Open Assembly Language Project

Chapter 30 Key Takeaways: Concurrency at the Hardware Level

The hardware does not guarantee sequential consistency. Even correct single-threaded code can produce surprising results under concurrency because the CPU and memory system reorder operations for performance. Understanding the memory model is prerequisite for writing correct concurrent code in any language.
x86-64 TSO allows only one reordering: Store-Load. All other orderings (Load-Load, Store-Store, Load-Store) are preserved. A store may remain in the CPU's store buffer while a subsequent load reads from cache, allowing another CPU to see the load's result before the store. This is the source of the "both CPUs read 0" scenario.

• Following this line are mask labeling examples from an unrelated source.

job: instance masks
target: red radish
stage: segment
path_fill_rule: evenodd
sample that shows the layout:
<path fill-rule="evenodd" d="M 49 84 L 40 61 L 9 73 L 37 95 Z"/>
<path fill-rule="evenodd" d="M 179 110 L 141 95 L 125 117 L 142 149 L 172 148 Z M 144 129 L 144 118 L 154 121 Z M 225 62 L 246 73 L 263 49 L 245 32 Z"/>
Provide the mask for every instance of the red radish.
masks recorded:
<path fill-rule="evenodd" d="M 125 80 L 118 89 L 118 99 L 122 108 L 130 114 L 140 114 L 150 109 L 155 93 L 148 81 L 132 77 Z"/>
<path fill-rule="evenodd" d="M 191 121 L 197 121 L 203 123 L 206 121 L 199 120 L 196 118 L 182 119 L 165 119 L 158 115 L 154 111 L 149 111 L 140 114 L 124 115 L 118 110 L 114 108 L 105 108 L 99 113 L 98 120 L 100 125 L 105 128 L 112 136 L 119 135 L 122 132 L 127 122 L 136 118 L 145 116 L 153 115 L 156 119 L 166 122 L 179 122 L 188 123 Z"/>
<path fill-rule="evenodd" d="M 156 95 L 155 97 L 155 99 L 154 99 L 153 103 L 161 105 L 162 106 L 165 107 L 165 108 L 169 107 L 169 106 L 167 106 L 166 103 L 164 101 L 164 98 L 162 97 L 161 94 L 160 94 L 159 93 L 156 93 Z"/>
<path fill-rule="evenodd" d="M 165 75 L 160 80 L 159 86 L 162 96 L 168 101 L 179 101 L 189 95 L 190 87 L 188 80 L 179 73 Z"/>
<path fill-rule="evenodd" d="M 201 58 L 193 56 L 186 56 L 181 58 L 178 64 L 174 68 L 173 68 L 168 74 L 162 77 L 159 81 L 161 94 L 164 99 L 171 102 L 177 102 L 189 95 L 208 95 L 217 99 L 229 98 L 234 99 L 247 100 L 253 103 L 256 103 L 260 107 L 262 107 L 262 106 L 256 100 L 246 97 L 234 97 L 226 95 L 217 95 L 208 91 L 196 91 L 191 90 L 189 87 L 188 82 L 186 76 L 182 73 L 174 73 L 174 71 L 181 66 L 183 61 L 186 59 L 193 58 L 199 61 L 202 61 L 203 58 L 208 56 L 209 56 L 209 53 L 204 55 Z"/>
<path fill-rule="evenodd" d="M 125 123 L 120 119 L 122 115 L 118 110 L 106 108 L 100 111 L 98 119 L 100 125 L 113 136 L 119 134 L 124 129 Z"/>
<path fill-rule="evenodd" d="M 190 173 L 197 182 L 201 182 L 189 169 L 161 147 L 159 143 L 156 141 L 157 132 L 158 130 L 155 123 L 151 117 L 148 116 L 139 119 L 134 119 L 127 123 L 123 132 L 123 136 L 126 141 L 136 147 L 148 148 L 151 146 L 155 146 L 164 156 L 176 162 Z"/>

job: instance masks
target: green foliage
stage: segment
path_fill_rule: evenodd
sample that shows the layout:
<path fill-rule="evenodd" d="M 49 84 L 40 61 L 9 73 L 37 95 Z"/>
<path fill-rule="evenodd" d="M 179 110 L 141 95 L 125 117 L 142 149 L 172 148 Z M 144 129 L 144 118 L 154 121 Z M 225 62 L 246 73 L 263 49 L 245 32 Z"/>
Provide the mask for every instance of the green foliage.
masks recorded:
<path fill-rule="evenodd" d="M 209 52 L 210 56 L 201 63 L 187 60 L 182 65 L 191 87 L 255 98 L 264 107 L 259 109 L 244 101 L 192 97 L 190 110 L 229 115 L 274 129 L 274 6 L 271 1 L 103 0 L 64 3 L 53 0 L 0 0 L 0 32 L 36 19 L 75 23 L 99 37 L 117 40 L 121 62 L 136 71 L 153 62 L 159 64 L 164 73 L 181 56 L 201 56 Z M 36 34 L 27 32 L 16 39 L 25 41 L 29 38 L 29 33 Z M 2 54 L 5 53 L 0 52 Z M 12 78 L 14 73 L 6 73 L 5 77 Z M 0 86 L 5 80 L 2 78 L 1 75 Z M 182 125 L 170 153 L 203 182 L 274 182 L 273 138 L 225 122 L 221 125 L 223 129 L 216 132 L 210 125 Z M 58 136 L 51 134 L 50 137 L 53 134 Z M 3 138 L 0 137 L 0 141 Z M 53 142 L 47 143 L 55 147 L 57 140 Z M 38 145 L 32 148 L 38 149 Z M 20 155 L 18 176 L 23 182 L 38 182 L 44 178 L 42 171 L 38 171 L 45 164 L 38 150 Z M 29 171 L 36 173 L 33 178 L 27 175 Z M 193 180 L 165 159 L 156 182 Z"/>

MFENCE is a full fence; SFENCE and LFENCE are partial. MFENCE orders all prior memory accesses before all subsequent ones. SFENCE orders stores only (needed after non-temporal stores). LFENCE orders loads and is used as a Spectre mitigation to prevent speculative execution past a security-sensitive load.
The LOCK prefix makes read-modify-write operations atomic. It works with ADD, AND, INC, DEC, OR, SUB, XOR, XADD, CMPXCHG, NEG, NOT, SBB, and others. The LOCK prefix asserts exclusive ownership of the cache line containing the operand, forcing a cache coherence event. It is expensive (~10–100 cycles) but necessary for shared counters and flags.
XCHG with memory is always atomic — no LOCK prefix needed. This makes XCHG [lock], al a valid spinlock implementation without the explicit LOCK.
CMPXCHG is the universal atomic primitive. It atomically compares [mem] with RAX and, if equal, stores src_reg into [mem] with ZF=1. If not equal, RAX is updated with [mem] and ZF=0. Every mutex, spinlock, and lock-free data structure is built from this operation.
PAUSE inside spin loops is mandatory for performance. Without PAUSE, the CPU speculatively executes ahead in the loop and pays a pipeline-flush penalty when the lock word changes. PAUSE signals the spin-loop state, reducing power consumption by ~40% and reducing contention with the lock holder.
ARM64 allows all four reordering types (much weaker than x86-64 TSO). ARM64 assembly for concurrent data structures requires explicit DMB, DSB, and ISB barriers. ARM64 uses LDXR/STXR (Load/Store Exclusive) for CAS operations, not LOCK CMPXCHG.
CMPXCHG16B enables ABA-safe lock-free algorithms. By combining a pointer with a version counter in a 128-bit value, each CAS includes both the pointer and the version — preventing a pointer from appearing unchanged after it went through A→B→A transitions. The 16-byte operand must be 16-byte aligned.
False sharing causes cache lines to be invalidated between cores even when the threads write to different variables. Two variables on the same 64-byte cache line are not independent from the hardware's perspective. The fix — padding variables to cache line boundaries — wastes 56 bytes per variable but can eliminate a 10–12× performance penalty.
perf c2c detects false sharing by counting HITM (Hit Modified) events — loads that found their cache line was in Modified state on another core. If perf c2c report shows high HITM rates on a specific address, that data structure needs cache-line padding.
Futex provides the fast path for user-space mutexes. When a mutex is uncontended, mutex_lock and mutex_unlock make zero system calls — they are pure CAS operations. The system call overhead only occurs when there is actual contention. This is why pthread_mutex_lock can be fast even though it is conceptually a kernel operation.